Quattro cose sono rimaste uguali da quei clamorosi anni Venti: il colore assurdamente giallo canarino e verde smeraldo dei vestiti estivi, le donne ridanciane e vogliose di parties, le auto veloci e il tasso alcolico.

Manhattan è, dopo la Carnia, il posto al mondo dove si beve di più. Per un motivo semplice: quando si smette non occorre prendere l’auto per tornare a casa, basta gettarsi in un taxi o in un vagone del metrò. Ma anche perché le donne di Sex and the City hanno bisogno di un bicchiere per cominciare a parlare, del secondo per sorridere e del terzo per disinibirsi. Al quarto però crollano, quindi la «finestra di opportunità» (come la chiamano gli americani, in marketinghese) per noi maschietti è molto stretta.

All’Observer sono stati felici di pubblicare il mio articolo, in cui descrivevo da entomologo la frigidità della mia apparentemente sexyssima (pantaloni aderenti color leopardo) ma in realtà anoressica e anorgasmica Liza, e la tendenza sua e di tante newyorkesi (statistiche alla mano) a soddisfarsi da sole, accarezzandosi il (la?) clitoride. Infatti il motto delle femmine di Sex and the City è: «Perché accontentarsi di un uomo, quando si può avere un intero dito (il proprio)?»

Sia chiaro: come tutti gli italiani, ero e continuo a essere perdutamente innamorato dell’America e di New. Ma un conto è divertirsi osservando le traversie delle quattro smandrappate di Sex and…, un conto è viverci dentro.
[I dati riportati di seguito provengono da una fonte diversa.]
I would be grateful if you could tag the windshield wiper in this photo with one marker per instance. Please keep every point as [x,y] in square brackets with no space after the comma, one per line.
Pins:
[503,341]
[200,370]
Un inferno.

Liza (ma poi anche Marsha, mia fidanzata per un anno) smetteva di lavorare alle sei, e mi invitava a qualche «evento»: un aperitivo, l’inaugurazione di un negozio, la vernice di una galleria d’arte, la presentazione di un libro. Poi il ristorante. Le «ragazze» di Manhattan (si fanno pateticamente chiamare «girls» anche a 50 anni) si atteggiano a superfemministe, ma accettano svelte il conto pagato dal maschio. Dappertutto: dal cocktail al ristorante, dal taxi alla discoteca. Se poi gli lasci la tua carta di credito in un negozio di scarpe, borse o vestiti, ti sposano subito.
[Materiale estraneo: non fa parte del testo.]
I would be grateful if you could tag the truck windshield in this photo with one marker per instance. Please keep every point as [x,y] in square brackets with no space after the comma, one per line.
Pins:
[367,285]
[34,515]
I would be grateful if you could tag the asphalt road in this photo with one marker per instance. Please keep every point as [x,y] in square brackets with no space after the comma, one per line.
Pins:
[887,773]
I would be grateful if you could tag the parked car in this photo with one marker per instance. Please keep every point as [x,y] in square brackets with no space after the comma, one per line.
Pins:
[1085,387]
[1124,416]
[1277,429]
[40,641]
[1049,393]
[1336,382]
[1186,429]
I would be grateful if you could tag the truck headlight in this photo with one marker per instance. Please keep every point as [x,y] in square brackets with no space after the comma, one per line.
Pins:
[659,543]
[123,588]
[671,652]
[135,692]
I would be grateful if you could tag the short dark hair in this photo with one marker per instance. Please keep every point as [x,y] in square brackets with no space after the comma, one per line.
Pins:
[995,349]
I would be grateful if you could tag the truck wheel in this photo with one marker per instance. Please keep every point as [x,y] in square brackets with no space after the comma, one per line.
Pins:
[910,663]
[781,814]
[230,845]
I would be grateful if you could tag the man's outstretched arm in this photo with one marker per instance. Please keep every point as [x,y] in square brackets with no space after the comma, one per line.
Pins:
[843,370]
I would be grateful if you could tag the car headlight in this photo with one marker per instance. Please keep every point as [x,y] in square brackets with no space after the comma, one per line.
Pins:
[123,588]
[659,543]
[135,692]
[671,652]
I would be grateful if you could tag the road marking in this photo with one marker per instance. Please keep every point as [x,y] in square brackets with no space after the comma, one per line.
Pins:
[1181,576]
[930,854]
Tornavamo a casa dal Soho Club (di moda quattro anni fa) dopo mezzanotte. In taxi ci baciavamo, lei era focosa, ma arrivati su si lanciava sotto la doccia. Io la aspettavo speranzoso a letto. Però alla fine mi diceva: «Sono distrutta. Dormiamo, dai».

Al mattino di svegliava alle sei. Si metteva la tuta, le scarpe da ginnastica, e scendeva a far jogging a Central Park. Se pioveva o faceva troppo freddo o caldo, tapis roulant in palestra. Tornava a casa accaldata, rossa in viso, sensualissima. Io ero pronto, ma lei mi sgusciava via: doccia. E dopo era ormai «troppo tardi, devo correre al lavoro». Usciva di casa alle otto senza aver fatto neppure colazione: comprava un bicchierone sotto da Starbucks, e se lo portava in metro.
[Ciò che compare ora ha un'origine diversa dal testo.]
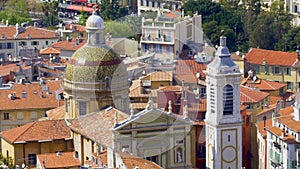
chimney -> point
(170, 107)
(58, 154)
(35, 24)
(297, 107)
(283, 132)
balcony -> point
(161, 25)
(150, 40)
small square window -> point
(6, 116)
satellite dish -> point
(254, 78)
(198, 75)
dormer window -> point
(228, 100)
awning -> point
(80, 1)
(49, 50)
(80, 8)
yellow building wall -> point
(19, 152)
(7, 148)
(157, 84)
(281, 77)
(240, 63)
(15, 120)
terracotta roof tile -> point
(286, 118)
(261, 128)
(139, 105)
(75, 27)
(265, 110)
(57, 113)
(37, 131)
(274, 99)
(66, 45)
(131, 162)
(278, 132)
(33, 98)
(7, 69)
(275, 130)
(286, 111)
(249, 95)
(63, 160)
(158, 76)
(265, 85)
(256, 56)
(97, 126)
(236, 57)
(49, 50)
(33, 32)
(187, 69)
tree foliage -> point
(245, 24)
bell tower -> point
(223, 119)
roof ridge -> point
(29, 126)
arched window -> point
(179, 158)
(107, 82)
(228, 100)
(212, 98)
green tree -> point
(290, 41)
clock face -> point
(211, 152)
(229, 154)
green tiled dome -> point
(94, 64)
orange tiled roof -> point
(236, 57)
(49, 50)
(57, 113)
(249, 95)
(131, 162)
(33, 32)
(261, 128)
(256, 56)
(5, 70)
(277, 131)
(274, 99)
(288, 120)
(158, 76)
(171, 15)
(187, 69)
(33, 98)
(139, 105)
(38, 131)
(286, 111)
(265, 110)
(97, 126)
(265, 84)
(102, 157)
(63, 160)
(66, 45)
(76, 27)
(136, 92)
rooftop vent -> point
(58, 153)
(24, 94)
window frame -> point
(6, 116)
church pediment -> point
(155, 118)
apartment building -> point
(275, 66)
(18, 41)
(169, 33)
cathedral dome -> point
(95, 22)
(91, 64)
(95, 62)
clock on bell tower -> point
(223, 119)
«Sono stressata, ho bisogno di relax», mi diceva per giustificare questa sua riluttanza all’accoppiamento. Io cercavo di spiegarle che il sesso serve appunto a rilassarsi. Ma lei non capiva: per gli americani il sesso è una specie di ginnastica, un’ulteriore attività pratica che si aggiunge alle tante altre. E in caso di problemi c’è sempre una guida che in 12 step li risolve.

Si rilassava nei wek-end, questo sì. Quindi facevamo regolarmente l’amore al sabato. «Come gli svizzeri», le ho detto. «Adoro il cioccolato svizzero», ha risposto, ignara del mio sarcasmo. Nonostante le scollature e il leopardume, a letto era più fredda del monte Bianco. «Non vengo mai la prima volta», mi disse Liza dopo un deludente debutto. Aspettai con trepidazione la seconda volta, e mi diedi un sacco da fare. Niente. «Vengo raramente», annunciò distrattamente. «Ma mi piace anche così», precisò subito, per non fare la figura della «loser», la perdente.

Ecco, questo è il vero Sex nella city. Certo, non si può generalizzare. New York resta la capitale del mondo gaudente, e ha il più alto tasso di single del pianeta. Quindi a letto ci si arriva facilmente. Ma è sul materasso che cominciano i dolori. Perché Carrie e amiche raggiungono molto più facilmente la soddisfazione comprando sandali Manolo Blahnik (la mia Liza preferiva il negozio Jimmy Choo di Madison Avenue, da me soprannominato «dai 200 ($) in su»). No Sex in the City.